Le premier semestre 2023 avait déjà enregistré 12,3 jours de retard. Depuis la loi de modernisation de l'économie de 2009, toutes les entreprises doivent payer leurs fournisseurs soixante jours maximum après la date d'émission de la facture (ou 45 jours fin de mois).

Des sorties de route qui s'expliquent par la série de secousses qui a suivi la crise sanitaire - flambée des matières premières et de l'énergie, inflation, tensions géopolitiques, problèmes de recrutement -, auxquelles s'ajoute depuis quelques mois le ralentissement de l'activité.

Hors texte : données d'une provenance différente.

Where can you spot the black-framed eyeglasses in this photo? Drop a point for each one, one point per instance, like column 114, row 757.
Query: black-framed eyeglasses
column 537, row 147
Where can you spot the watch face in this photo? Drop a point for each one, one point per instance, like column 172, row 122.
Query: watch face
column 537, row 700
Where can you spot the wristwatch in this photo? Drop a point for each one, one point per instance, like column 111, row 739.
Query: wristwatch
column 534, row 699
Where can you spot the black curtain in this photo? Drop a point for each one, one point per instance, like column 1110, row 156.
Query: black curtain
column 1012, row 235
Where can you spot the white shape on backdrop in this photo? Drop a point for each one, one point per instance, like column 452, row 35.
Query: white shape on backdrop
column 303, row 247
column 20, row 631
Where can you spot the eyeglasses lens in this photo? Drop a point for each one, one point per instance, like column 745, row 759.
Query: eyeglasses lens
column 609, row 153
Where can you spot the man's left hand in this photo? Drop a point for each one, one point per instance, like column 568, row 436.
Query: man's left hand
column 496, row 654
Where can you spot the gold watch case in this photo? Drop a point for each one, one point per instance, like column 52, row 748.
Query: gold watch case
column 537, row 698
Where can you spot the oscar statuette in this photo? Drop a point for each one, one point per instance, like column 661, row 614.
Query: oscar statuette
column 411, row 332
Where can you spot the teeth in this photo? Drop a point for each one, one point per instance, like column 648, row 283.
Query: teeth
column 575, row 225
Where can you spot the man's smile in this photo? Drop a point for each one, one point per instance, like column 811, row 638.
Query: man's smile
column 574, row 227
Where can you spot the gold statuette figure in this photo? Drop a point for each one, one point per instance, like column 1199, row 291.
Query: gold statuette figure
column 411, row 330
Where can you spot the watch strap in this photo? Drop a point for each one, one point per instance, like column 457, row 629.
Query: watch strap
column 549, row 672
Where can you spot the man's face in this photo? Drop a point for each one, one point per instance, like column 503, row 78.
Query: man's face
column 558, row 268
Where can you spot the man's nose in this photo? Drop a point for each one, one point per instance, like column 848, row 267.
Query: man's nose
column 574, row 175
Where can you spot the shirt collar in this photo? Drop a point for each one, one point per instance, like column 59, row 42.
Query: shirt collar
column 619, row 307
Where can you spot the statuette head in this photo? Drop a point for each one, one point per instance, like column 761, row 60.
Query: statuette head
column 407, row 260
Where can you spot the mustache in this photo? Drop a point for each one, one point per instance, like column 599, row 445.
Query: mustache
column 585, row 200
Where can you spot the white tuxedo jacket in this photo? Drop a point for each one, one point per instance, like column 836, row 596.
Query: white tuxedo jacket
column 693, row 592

Si une entreprise sur deux paye dans les délais, celles qui sont en retard le sont de plus en plus. « Elles étaient 7 % à payer avec plus de trente jours de retard en 2022. Elles sont 8 % ou 9 % en 2023 », alerte Frédéric Visnovsky.

« Variable d'ajustement »

« Les délais de paiement sont devenus une variable d'ajustement pour la trésorerie des entreprises », pointe Denis Le Bossé, à la tête du cabinet ARC, spécialisé dans le recouvrement de créances. « Avec à un prêt garanti par l'Etat qu'il faut rembourser sous peine que la cotation des assureurs-crédit soit dégradée et un crédit bancaire plus coûteux en raison des taux d'intérêt, le dirigeant a vite fait de jouer sur le paiement des factures. »

Et, selon Altares, cette tendance à la hausse ne concerne pas que les grands groupes, habituels mauvais payeurs, mais aussi les PME-TPE, notamment dans le commerce, les services à la personne ou la restauration, des secteurs à la peine.

Rien à voir, certes, avec la flambée de l'été 2020 qui, en pleine pandémie, avaient enregistré des retards de paiement au plus haut depuis près de vingt ans, au-delà de quatorze jours. Mais cette reprise des mauvais comportements inquiète les pouvoirs publics.

La Commission européenne s'en est saisie, en proposant en septembre dernier, dans le cadre de son plan pour les PME, de raccourcir les délais de règlement de 60 à 30 jours pour toutes les entreprises et dans tous les secteurs, sous peine d'intérêts de retard automatiques. Une mesure contre-productive, estime le patronat et l'exécutif français, qui fragiliserait les PME. Rien n'est fait, ces règles devant être adoptées par le Parlement, puis le Conseil européen. Mais la vigilance est de mise.

« Name and shame »

Dans un contexte de remontée des défaillances, il ne s'agit pas que ce levier précipite les entreprises dans le rouge. L'Observatoire des délais de paiement, qui a monté un groupe de travail en janvier sur les causes des retards et les bonnes pratiques pour y remédier, chiffre à 15 milliards d'euros la trésorerie qui a manqué aux PME en 2022 du fait de ces factures non payées dans les temps. « Les retards de paiement accroissent de 25 % les défaillances. Il n'y a pas de lien direct mais, oui, ils y contribuent », détaille Frédéric Visnovsky.

Devant ces vents mauvais, l'Etat entend renforcer le panel des outils de lutte. Le comité de crise sur les délais de paiement, monté à Bercy pendant la pandémie de Covid, est toujours en place. De son côté, la Banque de France intègre désormais les comportements de paiement dans la cotation des entreprises. En 2023, 1.200 entreprises ont vu leur note se dégrader, contre 250 en 2022.

Comme inscrit dans la loi Pacte de 2019, mais pas encore appliqué, les collectivités locales, également dans le viseur pour mauvais paiement, verront dès cette année ces données publiées sur le site Open data du gouvernement. Dès le 15 avril, ce seront les communes de plus de 3.500 habitants qui le seront, puis, d'ici à la fin de l'année, l'ensemble des collectivités. Un dispositif qui tente de se caler sur le « name and shame » en vigueur pour les entreprises, consistant à épingler publiquement les mauvais payeurs et le montant de leurs amendes (en hausse depuis 2016).

Ainsi, Renault a reçu une note de 2 millions d'euros (le maximum) début mars, tout comme ArcelorMittal (1,54 million) ou Vestas (1,1 million). Mais le dispositif ne pourra pas aller aussi loin, les communes, départements et régions ne pouvant passer sous les fourches caudines de la Direction générale de la concurrence, de la consommation et de la répression des fraudes. « Cet affichage permettra aux dirigeants de savoir avec qui ils vont travailler », défend Frédéric Visnovsky.